Él estructura su libro en torno a las diferentes fuentes de las cuales uno podría tratar de derivar el valor que el conocimiento tiene más allá del valor de sus subpartes. Los capítulos 2-5 intentan tener en cuenta el valor del conocimiento en términos de sus componentes. El Capítulo 2 argumenta el valor de la verdadera creencia y, por lo tanto, que el conocimiento es valioso al menos en la medida en que implica una verdadera creencia. Habiendo establecido la contribución de la verdadera creencia al valor del conocimiento, Kvanvig explora en el Capítulo 3 el valor que podría proporcionar la tercera condición para el conocimiento, la justificación. Primero considera teorías externalistas de justificación, particularmente confiable. Argumenta que la propiedad de ser producida por un proceso confiable no puede agregar valor a una verdadera creencia porque el valor de la confiabilidad es «inundado» por el hecho de que la creencia es «ya», por así decirlo, verdad. Al final, concluye que solo una noción de justificación fuertemente internalista y subjetivista puede proporcionar cualquier valor adicional a la creencia verdadera, por lo que aumentar el valor presente entre los componentes del conocimiento. (Más sobre esto a continuación). Sin embargo, la venerable literatura Gettier ha demostrado que el conocimiento no es idéntico a la verdadera creencia justificada. Por lo tanto, simplemente mostrar que la verdadera creencia justificada es más valiosa que la verdadera creencia aún no tiene que resolver el MP.

El Capítulo 4 examina una táctica que podría tomar una teoría confiable de la justificación epistémica que evitaría el «problema de pantano», que eliminó la «confiabilidad para llegar a la verdad» como una fuente de valor adicional para la verdadera creencia en el Capítulo 3. argumenta que las «teorías de la virtud» que representan condiciones de confiabilidad para el conocimiento pueden apelar al valor intrínseco de la normatividad epistémica, que supervene en rasgos virtuosamente confiables del cognizador. Al final, Kvanvig está de acuerdo en que la verdadera creencia virtuosa es más valiosa que la mera creencia verdadera. Por lo tanto, reconoce el valor epistémico de la verdadera creencia, la justificación del subjetivo internalista y ahora la creencia virtuosa. Una vez más, el problema GetTier socava esto como una solución al MP. El conocimiento tampoco es idéntico a la verdadera creencia virtuosamente sostenida, como lo demuestran numerosos casos de Gettier.

¿Qué valor tiene el conocimiento en la sociedad?

La prosperidad nacional siempre se crea y rara vez se hereda. Crece de la calidad de la educación que adopta el país. Crece del grupo de trabajo, la transparencia en la administración y el valor de su moneda. Singapur ocupa el número uno en muchos índices porque imparte educación de calidad. La educación en Singapur es muy superior que en muchos otros países porque las clases se centran en enseñar a los estudiantes habilidades y materias específicas de resolución de problemas.

Otra razón por la que la educación en Singapur es tan excelente es simplemente por la cultura de Singapur. Los ciudadanos y el gobierno priorizan la educación en su agenda nacional.

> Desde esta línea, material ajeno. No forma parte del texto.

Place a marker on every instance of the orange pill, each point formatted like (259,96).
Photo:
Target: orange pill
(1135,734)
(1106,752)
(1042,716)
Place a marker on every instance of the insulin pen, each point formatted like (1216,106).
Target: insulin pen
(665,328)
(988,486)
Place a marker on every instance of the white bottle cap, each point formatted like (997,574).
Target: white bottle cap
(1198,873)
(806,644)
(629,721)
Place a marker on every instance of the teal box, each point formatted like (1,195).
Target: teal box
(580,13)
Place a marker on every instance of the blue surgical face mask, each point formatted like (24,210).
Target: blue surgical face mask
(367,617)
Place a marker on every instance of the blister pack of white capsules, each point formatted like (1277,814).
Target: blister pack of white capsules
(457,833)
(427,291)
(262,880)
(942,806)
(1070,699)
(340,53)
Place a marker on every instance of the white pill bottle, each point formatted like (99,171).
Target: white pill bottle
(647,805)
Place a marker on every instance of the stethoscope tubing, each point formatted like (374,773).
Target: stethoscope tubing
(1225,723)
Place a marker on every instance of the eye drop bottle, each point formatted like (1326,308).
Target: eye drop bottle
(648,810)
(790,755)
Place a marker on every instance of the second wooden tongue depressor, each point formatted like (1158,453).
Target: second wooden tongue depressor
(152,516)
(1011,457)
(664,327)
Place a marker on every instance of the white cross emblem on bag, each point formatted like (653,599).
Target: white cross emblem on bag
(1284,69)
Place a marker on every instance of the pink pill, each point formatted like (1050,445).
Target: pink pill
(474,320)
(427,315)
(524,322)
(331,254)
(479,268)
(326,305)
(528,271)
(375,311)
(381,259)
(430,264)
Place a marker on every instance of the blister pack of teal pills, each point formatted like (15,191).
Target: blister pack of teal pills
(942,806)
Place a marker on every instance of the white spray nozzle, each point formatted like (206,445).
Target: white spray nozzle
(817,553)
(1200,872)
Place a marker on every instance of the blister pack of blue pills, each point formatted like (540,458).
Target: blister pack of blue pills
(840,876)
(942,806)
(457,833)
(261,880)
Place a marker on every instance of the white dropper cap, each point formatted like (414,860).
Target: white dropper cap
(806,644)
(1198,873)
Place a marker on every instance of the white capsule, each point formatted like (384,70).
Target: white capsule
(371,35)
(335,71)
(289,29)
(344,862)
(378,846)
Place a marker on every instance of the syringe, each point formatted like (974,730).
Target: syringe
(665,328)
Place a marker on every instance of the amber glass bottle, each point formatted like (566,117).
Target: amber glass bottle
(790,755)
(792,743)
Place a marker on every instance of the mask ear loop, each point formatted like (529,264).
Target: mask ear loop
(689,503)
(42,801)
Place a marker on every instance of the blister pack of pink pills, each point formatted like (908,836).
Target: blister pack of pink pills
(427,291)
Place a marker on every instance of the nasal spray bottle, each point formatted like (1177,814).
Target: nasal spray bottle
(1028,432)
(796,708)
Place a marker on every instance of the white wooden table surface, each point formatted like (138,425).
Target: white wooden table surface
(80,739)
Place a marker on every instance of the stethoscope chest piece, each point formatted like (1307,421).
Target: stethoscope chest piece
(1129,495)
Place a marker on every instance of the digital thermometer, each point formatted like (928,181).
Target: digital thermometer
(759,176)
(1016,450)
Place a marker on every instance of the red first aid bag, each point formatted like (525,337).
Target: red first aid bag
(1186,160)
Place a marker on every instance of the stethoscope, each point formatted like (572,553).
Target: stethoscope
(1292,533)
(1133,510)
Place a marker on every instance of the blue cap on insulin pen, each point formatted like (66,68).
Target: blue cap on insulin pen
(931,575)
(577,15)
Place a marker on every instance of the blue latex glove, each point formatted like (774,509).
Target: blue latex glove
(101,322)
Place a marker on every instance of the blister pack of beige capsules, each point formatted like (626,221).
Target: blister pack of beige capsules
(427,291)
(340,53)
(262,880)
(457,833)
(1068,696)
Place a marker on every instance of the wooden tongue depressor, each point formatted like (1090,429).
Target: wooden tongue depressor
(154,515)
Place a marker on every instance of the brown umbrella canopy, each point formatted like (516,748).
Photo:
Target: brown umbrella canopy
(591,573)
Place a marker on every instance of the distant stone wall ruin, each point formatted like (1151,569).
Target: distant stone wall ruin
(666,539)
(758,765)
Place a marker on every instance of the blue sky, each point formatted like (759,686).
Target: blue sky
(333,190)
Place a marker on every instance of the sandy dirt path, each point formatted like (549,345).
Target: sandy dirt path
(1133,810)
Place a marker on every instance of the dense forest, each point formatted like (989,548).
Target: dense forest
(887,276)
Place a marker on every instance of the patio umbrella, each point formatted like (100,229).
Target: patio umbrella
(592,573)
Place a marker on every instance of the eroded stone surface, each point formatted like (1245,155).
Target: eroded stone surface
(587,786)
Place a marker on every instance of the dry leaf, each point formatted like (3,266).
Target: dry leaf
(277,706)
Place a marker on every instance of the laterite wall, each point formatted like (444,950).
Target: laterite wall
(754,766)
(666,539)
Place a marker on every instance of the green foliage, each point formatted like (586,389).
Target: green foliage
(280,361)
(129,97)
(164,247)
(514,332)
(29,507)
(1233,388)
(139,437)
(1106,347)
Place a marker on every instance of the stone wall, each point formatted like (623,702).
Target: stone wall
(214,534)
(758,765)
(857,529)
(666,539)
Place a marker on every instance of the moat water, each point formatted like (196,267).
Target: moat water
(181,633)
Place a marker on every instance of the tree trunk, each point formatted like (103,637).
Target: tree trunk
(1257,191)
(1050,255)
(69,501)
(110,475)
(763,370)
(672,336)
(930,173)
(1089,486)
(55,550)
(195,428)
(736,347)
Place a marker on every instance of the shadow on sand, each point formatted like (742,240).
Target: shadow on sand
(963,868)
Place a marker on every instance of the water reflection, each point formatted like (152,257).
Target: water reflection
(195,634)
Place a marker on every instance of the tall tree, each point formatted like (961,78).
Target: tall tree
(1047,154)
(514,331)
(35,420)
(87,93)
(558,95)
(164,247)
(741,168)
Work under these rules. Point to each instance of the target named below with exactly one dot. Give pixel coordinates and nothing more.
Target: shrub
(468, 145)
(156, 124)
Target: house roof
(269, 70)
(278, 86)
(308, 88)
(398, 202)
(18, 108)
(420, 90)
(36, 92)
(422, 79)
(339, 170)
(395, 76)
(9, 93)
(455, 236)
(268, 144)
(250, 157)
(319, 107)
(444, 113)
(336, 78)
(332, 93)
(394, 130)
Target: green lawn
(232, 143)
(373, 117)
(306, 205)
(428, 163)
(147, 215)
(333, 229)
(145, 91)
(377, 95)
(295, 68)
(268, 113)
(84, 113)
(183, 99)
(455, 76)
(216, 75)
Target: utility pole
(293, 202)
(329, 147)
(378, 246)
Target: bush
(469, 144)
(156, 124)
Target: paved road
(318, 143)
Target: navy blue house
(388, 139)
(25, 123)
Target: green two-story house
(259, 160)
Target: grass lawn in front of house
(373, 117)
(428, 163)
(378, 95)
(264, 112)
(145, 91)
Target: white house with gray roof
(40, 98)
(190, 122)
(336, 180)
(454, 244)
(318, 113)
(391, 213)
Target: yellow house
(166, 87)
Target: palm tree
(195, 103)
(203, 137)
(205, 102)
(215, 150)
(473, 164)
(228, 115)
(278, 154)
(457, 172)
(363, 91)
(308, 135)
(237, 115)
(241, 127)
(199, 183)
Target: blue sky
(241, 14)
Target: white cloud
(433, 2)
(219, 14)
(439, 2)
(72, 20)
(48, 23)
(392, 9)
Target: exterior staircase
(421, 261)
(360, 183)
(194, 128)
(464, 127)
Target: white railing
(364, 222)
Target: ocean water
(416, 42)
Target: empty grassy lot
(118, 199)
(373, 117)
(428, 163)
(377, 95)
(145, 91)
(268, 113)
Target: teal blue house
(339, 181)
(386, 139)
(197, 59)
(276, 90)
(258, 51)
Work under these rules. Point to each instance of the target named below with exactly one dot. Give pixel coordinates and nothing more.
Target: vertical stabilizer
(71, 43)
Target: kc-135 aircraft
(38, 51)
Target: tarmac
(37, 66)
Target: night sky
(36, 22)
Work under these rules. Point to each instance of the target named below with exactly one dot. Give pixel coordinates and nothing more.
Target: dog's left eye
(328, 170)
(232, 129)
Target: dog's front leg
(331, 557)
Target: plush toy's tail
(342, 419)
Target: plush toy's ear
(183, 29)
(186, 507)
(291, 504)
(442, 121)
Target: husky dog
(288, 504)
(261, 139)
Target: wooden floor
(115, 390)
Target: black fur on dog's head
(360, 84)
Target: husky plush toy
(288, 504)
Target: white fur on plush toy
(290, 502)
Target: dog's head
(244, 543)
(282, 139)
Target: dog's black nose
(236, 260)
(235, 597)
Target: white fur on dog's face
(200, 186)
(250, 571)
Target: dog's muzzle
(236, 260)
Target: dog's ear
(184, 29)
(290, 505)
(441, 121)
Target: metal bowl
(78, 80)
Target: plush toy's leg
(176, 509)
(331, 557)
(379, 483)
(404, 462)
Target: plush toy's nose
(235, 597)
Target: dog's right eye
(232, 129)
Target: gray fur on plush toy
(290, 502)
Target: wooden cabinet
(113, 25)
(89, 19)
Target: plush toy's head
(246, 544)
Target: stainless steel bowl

La competitividad de una nación depende de la capacidad de su industria para innovar y actualizar, que proviene del conocimiento. Las diferencias en los niveles de prosperidad entre las naciones dependen de la cantidad de conocimiento que tiene la sociedad. Esta es la idea detrás de la participación económica. Los países cuya complejidad económica es mayor son excelentes en conocimiento colectivo. Como recurso clave, el conocimiento representa un factor de desarrollo económico y social. La educación formal, no formal o informal se desarrolla como una necesidad y representa un pilar importante de la sociedad del conocimiento.

El conocimiento colectivo se refiere a las formas en que el conocimiento se distribuye y se comparte entre los ciudadanos y las organizaciones empresariales de un país.